Value fashion retailer Primark today (19 January) reported a rise in sales in the 16 weeks to 7 January, but admitted that operating margin fell as a result of higher cotton costs.

Parent company ABF said Primark sales rose 16% during the period. Like-for-like sales growth was "good" and "particularly strong" over Christmas after a slower start to the financial year due to the "unusually warm" autumn.

The company said that "as expected", operating margin was lower than the same period of last year, reflecting the continued absorption of higher cotton costs. "Cotton prices have fallen somewhat from their high point last year and we will begin to see the benefit of lower input costs in the second half," it added.

The 16 weeks saw nine new stores open, with two in Spain, three in Germany, one each in Portugal and the Netherlands and two in the UK. There are also plans to open three stores in Spain in March.

Consolidated sales, which include ABF's sugar, agriculture, grocery and ingredients rose 12%.

Commenting on the results, Conlumino lead consultant Matt Piner said: "Primark's fast fashion model remains sharply relevant, even as rival value players, such as Peacocks, falter.

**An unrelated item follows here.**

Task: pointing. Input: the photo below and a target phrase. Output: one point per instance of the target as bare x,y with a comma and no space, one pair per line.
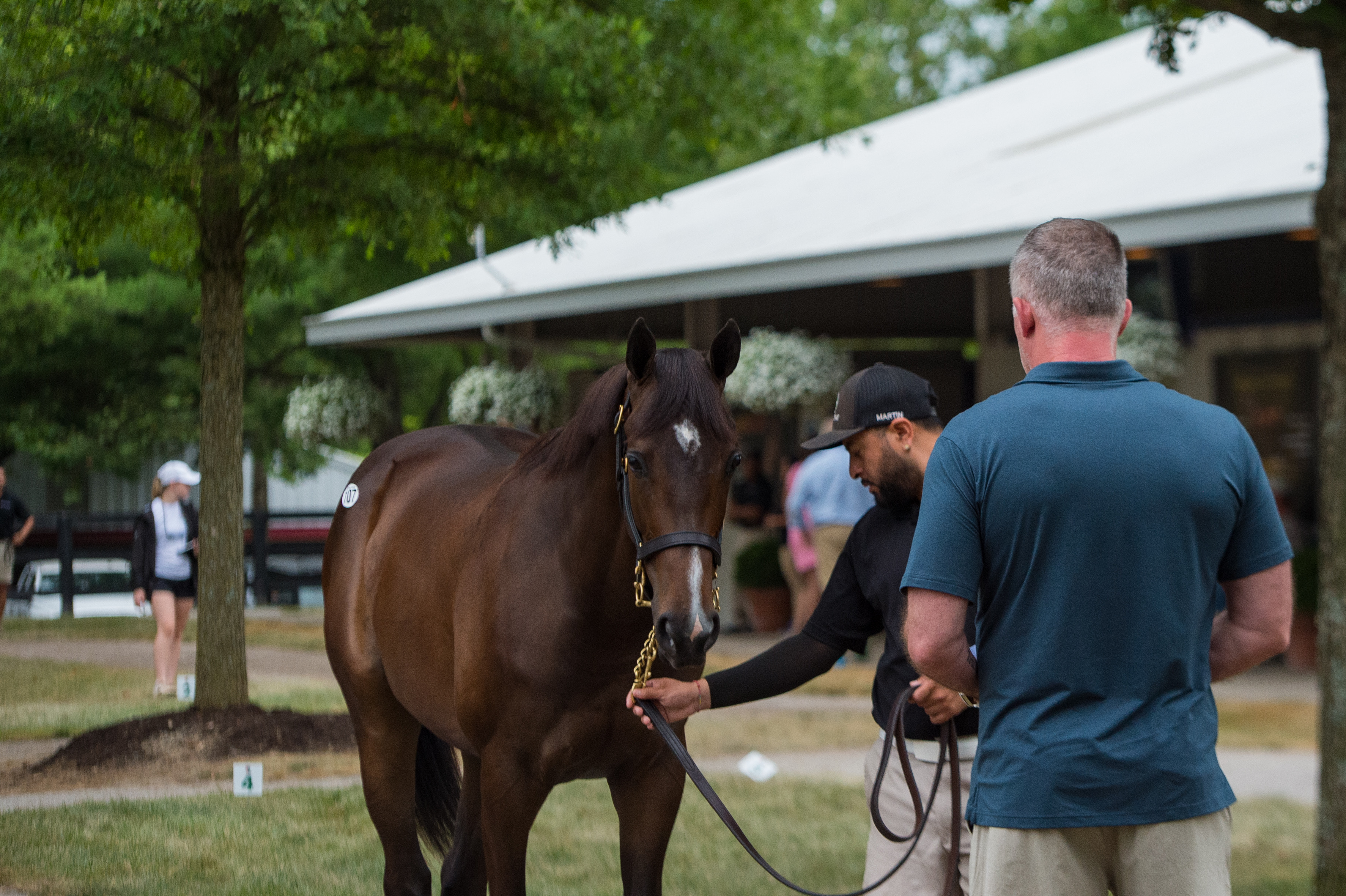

"It offers financially pressed young shoppers a way to be able keep up with the latest trends in a way few others do. With cotton prices now falling again it can also begin to focus on restoring margins and profitability."

However, Charles Stanley analyst Sam Hart said that while there is potential for Primark to benefit from lower cotton prices, the "competitive environment is unlikely to ease in the near term and hence could see some of these gains reinvested in promotional activities".